In a glass cabinet at the King Edward Mine Museum near Redruth, a bright blue display for Cornish Lithium sits incongruously among Victorian machinery and sepia-toned mining uniforms. It is, in its way, an apt symbol of what is happening beneath England’s most westerly county: the return of mining to a landscape that lost it, and the complicated question of what that return will actually deliver.
Cornwall sits on one of Europe’s largest lithium deposits, a fact that has sent politicians into something approaching rapture. Boris Johnson called it the “Klondike of lithium” in 2021. Keir Starmer described critical minerals as “the backbone of modern life” last year. UK demand for lithium is projected to rise by 1,100% by 2035, driven by the government’s electric vehicle and battery storage ambitions. China controls roughly a quarter of global production and more than half of global processing capacity, and ministers are scrambling for alternatives. Cornwall, they hope, is part of the answer.

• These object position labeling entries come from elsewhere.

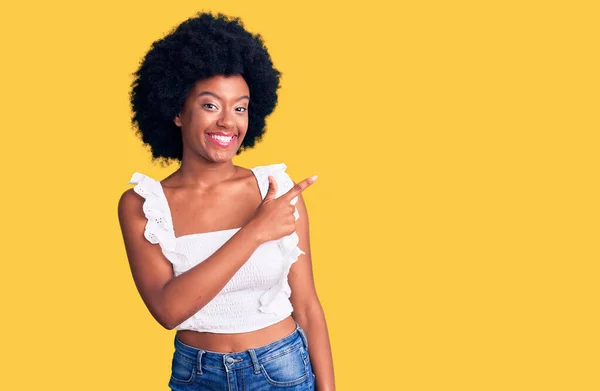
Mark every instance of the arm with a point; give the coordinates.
(173, 300)
(307, 308)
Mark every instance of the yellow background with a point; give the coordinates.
(455, 223)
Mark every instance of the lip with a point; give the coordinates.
(221, 144)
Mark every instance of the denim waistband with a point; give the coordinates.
(246, 358)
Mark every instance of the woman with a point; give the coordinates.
(218, 251)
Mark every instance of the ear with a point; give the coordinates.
(177, 120)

Three companies are attempting to make that ambition real. Geothermal Engineering Ltd produced Britain’s first commercial battery-grade lithium earlier this year — somewhat accidentally, as the firm’s chief operating officer Tony Wilson acknowledges. GEL’s primary business is geothermal energy: water is pumped five kilometres into naturally heated granite, brought back to near boiling point and driven through a turbine to generate enough electricity for 10,000 homes. The lithium is a byproduct extracted from the brine before the water is returned underground. “Our lithium concentrations are actually going up rather than going down,” Wilson says. GEL believes it can produce enough lithium carbonate to supply around 250,000 electric vehicles a year within a decade, and targets around 10,000 tonnes of annual lithium carbonate by 2030 — approximately a fifth of the government’s projected UK demand.
Cornish Lithium has been producing battery-grade samples through hard rock mining since late 2025 and targets a commercial plant by 2029. It projects a similar volume of output and 300 direct jobs over the 20-year lifespan of its Trelavour project, plus 800 during construction. The South Crofty tin mine — the UK’s last, closed in 1998 — is also being reopened to meet growing critical minerals demand.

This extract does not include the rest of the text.